Ah, I remember what a magical moment it was when I learned you could bring food through airport security! (Two reasons why I remember so vividly: a) it was a momentous discovery, and b) it happened, like, 2 years ago.)
I really had no idea until that point. I didn’t have occasion to fly all that often growing up because I’m from smack-dab in the middle of
nowhere the US, so basically everywhere we went was drivable. I do have one memory related to food and airport security, though. It involves 13-year-old me trying to bring a wrapped, unopened jar of apple butter in my carry-on as a gift for some friends I was going to visit. And having to unwrap said jar of apple butter for security to look at. And being told that jars of apple butter on planes are a no-no. And having to say goodbye to an entire, giant jar of delicious, unblemished apple butter.
It was a veritable tragedy.
I guess I just figured after that experience that all food would be taken from me at the airport.
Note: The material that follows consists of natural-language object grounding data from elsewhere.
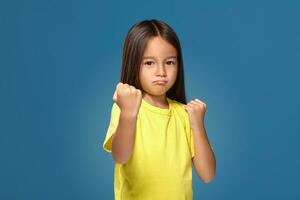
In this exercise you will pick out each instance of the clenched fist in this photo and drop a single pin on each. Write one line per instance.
(128, 98)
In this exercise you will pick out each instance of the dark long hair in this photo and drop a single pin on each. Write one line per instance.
(133, 50)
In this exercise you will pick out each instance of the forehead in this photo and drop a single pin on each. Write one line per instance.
(157, 47)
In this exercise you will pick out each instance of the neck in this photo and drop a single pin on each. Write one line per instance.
(158, 101)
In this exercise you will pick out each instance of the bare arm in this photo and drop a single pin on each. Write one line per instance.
(123, 138)
(204, 160)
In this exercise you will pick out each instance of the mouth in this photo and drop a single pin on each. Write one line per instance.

Not that I think the TSA was wrong for taking my apple butter—I know they were just doing their job. But smack-dab in the middle of
nowhere the US, they make some gooood apple butter. So mourning its loss was necessary.
Anyway, the whole point of this story was to tell you that now that I know I can bring food on airplanes, my travel snack of choice are these chocolate covered almonds with turbinado sugar and sea salt from Trader Joe’s. They’re delish. I had them with me when I flew here to Bologna in January, and they kept me company during all 60 bajillion of the flight cancellations and delays. <3 Comfort food <3
The only problem is I’ve since finished that box, and there is no Trader Joe’s in Bologna for me to replenish my supply. Luckily, they’re super easy to make yourself and just as yummy. Only 4 ingredients!
Still love Trader Joe’s, of course, but it’s nice to know that in times of emergency there are some other options out there. 😉
Chocolate Covered Almonds with Turbinado Sugar and Sea Salt
200g. (about 1.5 cups) roasted almonds
Two 4-oz. bars quality dark chocolate
Sea salt, to taste
Turbinado sugar, to taste
1. Find a tray that will fit in your fridge and line it with wax paper. Set aside.
2. Fill a medium pot half-way with water. Start heating on the stove over medium-high heat. In a glass bowl that you can rest on top of the pot but won’t fall into the pot, place 1.5 of the bars of chocolate. Set the bowl on top of the heating pot. The steam from the boiling water will melt the chocolate. Congrats, you just created a double boiler!*
3. While the chocolate is melting, finely grate the remaining chocolate into a bowl, stopping every now and then to stir the chocolate that is melting so it doesn’t burn. Mix a couple teaspoons of turbinado sugar into the grated chocolate.
4. One the chocolate in the double boiler has completely melted, remove from the heat and stir in the almonds. Sprinkle with sea salt to taste, then leave for about 10 minutes to cool off.
5. Use a fork to place the almonds one by one or in small groups onto the lined tray. (You don’t want them all stuck together once they harden.) Sprinkle heavily with the grated chocolate/turbinado sugar. Leave in the fridge until completely set, about an hour.
*Alternatively, you can melt the chocolate in the microwave by heating it in spurts of 30 seconds and stirring until it melts completely.